The paperwork does not "suck" it is completely fraudulent from top to bottom, because the banks threw away the documentation on the fraudulent loans they (as a group) made, fraudulently packaged into AAA rated "investments", and pawned off on others, chiefly retirement funds based on false representations of the contents of those "investments".

Fraud built on fraud, built on yet more fraud.

According to the law, if you don't have the real paperwork, you are not the real owner and are not entitled to foreclose on jack shiat. Sounds like a very expensive farkup on the part of the banks, but that does not change the law. (Gee, destroying the evidence from your fraudulent practices wasn't so bright after all)

Fraud is a felony offense, and it was committed by the banks wholesale in every state in the union.

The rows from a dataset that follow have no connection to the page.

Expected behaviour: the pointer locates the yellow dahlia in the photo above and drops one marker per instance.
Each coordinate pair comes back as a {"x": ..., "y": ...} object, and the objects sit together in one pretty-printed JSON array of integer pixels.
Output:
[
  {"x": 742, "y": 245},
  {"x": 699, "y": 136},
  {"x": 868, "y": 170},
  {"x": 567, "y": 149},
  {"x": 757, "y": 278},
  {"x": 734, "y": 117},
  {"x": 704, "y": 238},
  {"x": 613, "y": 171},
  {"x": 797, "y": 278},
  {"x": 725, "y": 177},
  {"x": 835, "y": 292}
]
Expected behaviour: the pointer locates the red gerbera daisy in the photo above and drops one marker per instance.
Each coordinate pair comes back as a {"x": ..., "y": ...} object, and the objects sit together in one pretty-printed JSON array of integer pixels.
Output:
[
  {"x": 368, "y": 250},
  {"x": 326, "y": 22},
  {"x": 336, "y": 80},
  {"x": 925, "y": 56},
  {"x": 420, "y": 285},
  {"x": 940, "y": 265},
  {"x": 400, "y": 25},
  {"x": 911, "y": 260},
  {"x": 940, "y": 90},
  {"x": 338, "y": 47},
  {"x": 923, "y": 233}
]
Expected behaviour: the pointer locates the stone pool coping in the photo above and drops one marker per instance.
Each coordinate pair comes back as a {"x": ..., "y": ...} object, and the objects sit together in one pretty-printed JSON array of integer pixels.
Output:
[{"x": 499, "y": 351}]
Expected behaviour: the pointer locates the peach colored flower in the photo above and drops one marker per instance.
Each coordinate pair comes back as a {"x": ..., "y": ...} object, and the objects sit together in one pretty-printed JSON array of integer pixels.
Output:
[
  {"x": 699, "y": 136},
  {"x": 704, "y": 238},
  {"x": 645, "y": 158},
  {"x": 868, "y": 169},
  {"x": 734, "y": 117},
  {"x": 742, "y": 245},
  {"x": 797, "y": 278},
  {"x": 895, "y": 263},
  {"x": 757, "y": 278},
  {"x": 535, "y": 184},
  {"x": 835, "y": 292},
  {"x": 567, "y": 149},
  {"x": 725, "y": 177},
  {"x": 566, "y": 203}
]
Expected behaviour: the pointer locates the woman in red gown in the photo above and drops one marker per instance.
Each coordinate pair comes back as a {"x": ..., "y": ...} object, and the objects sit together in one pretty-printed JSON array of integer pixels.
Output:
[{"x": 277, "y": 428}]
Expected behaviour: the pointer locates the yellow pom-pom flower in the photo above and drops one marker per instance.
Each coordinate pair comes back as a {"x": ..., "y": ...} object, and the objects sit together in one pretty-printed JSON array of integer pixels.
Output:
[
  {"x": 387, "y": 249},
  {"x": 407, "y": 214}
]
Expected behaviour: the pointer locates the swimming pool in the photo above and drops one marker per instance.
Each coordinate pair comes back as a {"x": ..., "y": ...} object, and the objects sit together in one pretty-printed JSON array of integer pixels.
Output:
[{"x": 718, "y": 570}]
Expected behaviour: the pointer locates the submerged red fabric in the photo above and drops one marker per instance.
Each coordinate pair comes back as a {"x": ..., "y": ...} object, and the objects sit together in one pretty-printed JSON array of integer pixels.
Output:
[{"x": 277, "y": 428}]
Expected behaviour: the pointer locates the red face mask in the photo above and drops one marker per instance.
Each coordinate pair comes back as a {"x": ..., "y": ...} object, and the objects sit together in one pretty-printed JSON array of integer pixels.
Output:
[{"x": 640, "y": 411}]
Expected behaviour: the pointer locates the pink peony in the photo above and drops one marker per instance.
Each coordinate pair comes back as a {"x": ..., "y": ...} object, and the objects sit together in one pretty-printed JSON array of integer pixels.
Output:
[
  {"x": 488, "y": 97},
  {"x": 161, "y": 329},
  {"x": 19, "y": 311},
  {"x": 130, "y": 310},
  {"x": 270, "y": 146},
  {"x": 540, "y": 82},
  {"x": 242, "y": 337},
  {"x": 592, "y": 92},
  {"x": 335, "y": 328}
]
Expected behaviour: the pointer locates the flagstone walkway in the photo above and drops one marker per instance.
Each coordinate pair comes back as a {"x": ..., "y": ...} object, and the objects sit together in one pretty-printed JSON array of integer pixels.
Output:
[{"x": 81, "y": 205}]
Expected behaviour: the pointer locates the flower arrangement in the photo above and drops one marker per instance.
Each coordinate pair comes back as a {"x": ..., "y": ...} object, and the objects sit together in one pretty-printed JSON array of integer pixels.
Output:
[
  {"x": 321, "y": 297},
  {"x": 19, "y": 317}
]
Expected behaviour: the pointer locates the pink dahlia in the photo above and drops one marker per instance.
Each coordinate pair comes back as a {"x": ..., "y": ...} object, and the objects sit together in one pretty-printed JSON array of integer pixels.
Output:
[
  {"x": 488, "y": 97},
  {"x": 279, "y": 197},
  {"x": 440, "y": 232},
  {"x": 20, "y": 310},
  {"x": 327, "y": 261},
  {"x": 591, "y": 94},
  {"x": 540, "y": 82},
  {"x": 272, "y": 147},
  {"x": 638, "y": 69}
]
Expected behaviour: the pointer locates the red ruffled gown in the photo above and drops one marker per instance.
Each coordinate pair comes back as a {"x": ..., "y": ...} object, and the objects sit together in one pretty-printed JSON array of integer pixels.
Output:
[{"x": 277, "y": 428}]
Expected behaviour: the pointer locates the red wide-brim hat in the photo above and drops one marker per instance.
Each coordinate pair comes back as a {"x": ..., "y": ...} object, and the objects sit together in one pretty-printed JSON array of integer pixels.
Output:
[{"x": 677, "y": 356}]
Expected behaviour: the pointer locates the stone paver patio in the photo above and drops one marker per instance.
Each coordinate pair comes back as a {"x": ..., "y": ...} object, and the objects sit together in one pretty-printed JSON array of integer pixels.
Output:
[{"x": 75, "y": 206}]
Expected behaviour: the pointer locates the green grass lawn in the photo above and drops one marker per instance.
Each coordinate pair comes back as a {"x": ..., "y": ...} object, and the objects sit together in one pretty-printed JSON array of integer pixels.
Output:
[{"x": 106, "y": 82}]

The Obama administration has been working overtime to cover all this up, because they are no better than Republicans when it comes to serving the interests of the obscenely wealthy.

So, free houses for everybody. Gotcha.

Yeah, I understand that the paperwork was bullshiat, but free houses for everybody isn't the solution.


The paperwork wasn't bullshiat. It wasn't "flawed". It was fraudulent sworn testimony submitted directly to the courts.

In every single case, it was a felony offense.

Quit trying to change the subject. The banks committed a massive number of felony offenses and nobody is being prosecuted.

That doesn't even bring into account all the other fraud involved with selling the mortgages, packaging them into AAA investments, and then pawning them off on investors through false representations of the quality of those investments.
 
2013-01-09 10:32:19 PM  
I wonder if one of the major reasons businesses aren't investing and creating jobs is because the banks have been sitting on vast amounts of capital waiting for the other shoe to drop from the sub-prime mortgage fiasco and other quasi-legal foreclosures? If so, these billions might mean that vast mountain of capital will find its way into the economy at long last and may allow the US to resume pro-employment growth, assuming the Republicans do not destroy the economy in the way that conservative, anti-Keynesian financial chicanery has destroyed the economies of Europe.

Cross your fingers! Pray if you've got 'em!
 
2013-01-10 10:54:10 AM  
So this means that I can claim to have a lein on your home. When asked to prove it before I send you packing, I can basically ask the judge to trust me?
 
2013-01-10 10:57:08 AM  

BetterMetalSnake: So this means that I can claim to have a lein on your home. When asked to prove it before I send you packing, I can basically ask the judge to trust me?


Only if you incorporate as a bank and repeatedly forge and clumsily manufacture documents to support your claim.